Dear Jony Ive: Some Advice for Your New Life as a Contractor

Dear Jony:

No, wait, that’s way too informal for someone once knighted by the Queen. It’s Sir Ive, no? Let’s just go with that, before your judgmental stare burns a hole clean through us.

Dear Sir Ive:

After 27 years at Apple, you’ve decided to leave to start your own firm. Since you spearheaded the design of some of the world’s most iconic tech products—including the iMac, iPod, iPhone, and Apple Watch—we can only assume that your per-hour rate is going to be insane, no? As in, if a furniture firm wants you to design their latest armchair, they’re going to pay you the equivalent of the GDP of a small island nation.

For all we know, you’ll demand payment in small island nations, which will efficiently weed out all but the largest clients. We know that Apple is going to rely heavily on your new firm, no doubt commissioning future generations of Watches and iPhones and maybe even an AR headset, and with their spare cash, they could buy you Barbados and Cuba.

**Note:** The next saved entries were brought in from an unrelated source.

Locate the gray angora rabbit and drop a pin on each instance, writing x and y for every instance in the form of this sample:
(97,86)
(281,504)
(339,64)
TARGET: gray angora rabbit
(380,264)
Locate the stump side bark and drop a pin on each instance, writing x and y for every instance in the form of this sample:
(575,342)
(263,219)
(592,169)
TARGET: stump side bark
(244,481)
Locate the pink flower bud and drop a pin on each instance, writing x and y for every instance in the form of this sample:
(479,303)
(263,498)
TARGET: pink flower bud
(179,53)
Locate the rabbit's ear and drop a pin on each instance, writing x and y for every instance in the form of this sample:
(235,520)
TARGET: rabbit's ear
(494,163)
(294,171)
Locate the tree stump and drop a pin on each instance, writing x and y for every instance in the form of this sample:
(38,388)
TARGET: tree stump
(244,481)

Of course, all that won’t stop some naïve PR rep for a local coffee chain from Googling designers, seeing your new firm’s website (you’re doing a website, right?), not making the connection between “Jony Ive” and “iPhone,” and emailing the general-inquiries address to ask if you’d be willing to design a new logo in exchange for a gift card and “the exposure.”

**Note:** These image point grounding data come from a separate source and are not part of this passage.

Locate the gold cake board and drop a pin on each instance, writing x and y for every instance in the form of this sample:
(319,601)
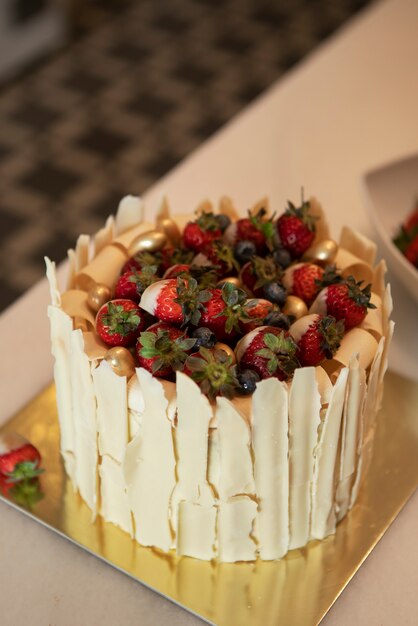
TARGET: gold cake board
(242,594)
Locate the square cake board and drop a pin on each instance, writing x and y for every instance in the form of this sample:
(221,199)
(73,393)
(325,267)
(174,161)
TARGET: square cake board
(241,594)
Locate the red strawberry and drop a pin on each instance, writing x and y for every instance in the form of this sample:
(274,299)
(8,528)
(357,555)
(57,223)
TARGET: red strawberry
(257,309)
(253,228)
(411,251)
(197,235)
(224,310)
(134,282)
(162,349)
(269,351)
(19,459)
(175,300)
(345,301)
(213,371)
(259,272)
(303,280)
(318,337)
(119,322)
(296,228)
(176,270)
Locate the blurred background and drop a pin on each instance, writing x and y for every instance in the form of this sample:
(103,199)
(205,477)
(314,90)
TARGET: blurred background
(101,98)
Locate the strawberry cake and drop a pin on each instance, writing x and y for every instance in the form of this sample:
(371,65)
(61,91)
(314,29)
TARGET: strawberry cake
(218,376)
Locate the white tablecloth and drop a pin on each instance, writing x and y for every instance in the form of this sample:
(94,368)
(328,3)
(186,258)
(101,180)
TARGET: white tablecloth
(350,106)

Just ignore those offers. You’re intensely aware that the only suitable payment for good work is cold, hard cash—after all, an all-options iPhone XS with 512GB of storage can run a cool $1449. But fantastic design is truly priceless, as we all know.

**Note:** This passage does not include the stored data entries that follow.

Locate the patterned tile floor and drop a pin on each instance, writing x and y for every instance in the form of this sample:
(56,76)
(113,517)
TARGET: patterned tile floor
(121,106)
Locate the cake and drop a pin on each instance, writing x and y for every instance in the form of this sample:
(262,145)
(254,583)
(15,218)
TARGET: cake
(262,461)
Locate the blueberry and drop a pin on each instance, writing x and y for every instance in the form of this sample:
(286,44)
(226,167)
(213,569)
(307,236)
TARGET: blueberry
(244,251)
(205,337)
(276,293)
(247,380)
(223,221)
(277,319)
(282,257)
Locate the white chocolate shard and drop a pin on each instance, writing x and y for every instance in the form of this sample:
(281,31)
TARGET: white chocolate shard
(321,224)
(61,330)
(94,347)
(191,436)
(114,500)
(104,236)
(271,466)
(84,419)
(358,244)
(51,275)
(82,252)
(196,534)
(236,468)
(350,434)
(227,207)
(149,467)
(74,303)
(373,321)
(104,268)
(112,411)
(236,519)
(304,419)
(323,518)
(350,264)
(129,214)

If you’re at a loss over how to choose the right clients, just follow this advice:

Search Out Those Who Value Wisdom and Experience

Clients should solicit your opinions instead of trying to dictate what they want. Ideally, they’ll try to make you feel like you’re part of the team, and ask what resources you’ll need to succeed. Of course, because you’re Jony frickin’ Ive, you likely won’t choose clients who refuse to hear what you have to say.

Clients Should Have Clear Goals

Clients should know what they want. If they drag you into a meeting and say something like, “Well, uh, Jony, no, sorry, Sir Jony, no, um, Sir Ive, we want to take our product, which brews coffee, but also make it a Siri-enabled speaker, and maybe we’ll want some ports or open space so we can slot things in later,” they clearly don’t know what they want. Steer clear.

And if they pronounce “aluminum” wrong (“It’s al-um-in-ium, you uncultured savages!”), then you have permission to burn their office down. Nobody will blame you, because you’re Jony Ive.

They Should Give You Autonomy

For most tech contractors, autonomy is a serious problem. We suspect you’ll have no issues with this, though.

Prompt Payment

We’re just guessing here, but we suspect money isn’t the primary motivator behind you setting out your shingle as an independent designer/contractor. Nonetheless, most contractors and designers charge some kind of retainer fee up front, and try to bake a schedule of payments into their contracts. That spares them from money-related headaches later.

If your primary client is Apple, they’re good for whatever you decide to charge. Trust us on that one. Keep repeating: My client can buy me an island.

According to the Dice Salary Survey, the average salary for independent contractors was $94,011 last year, so whatever you charge, you’re probably well ahead of the game. Good luck out there, Sir Ive!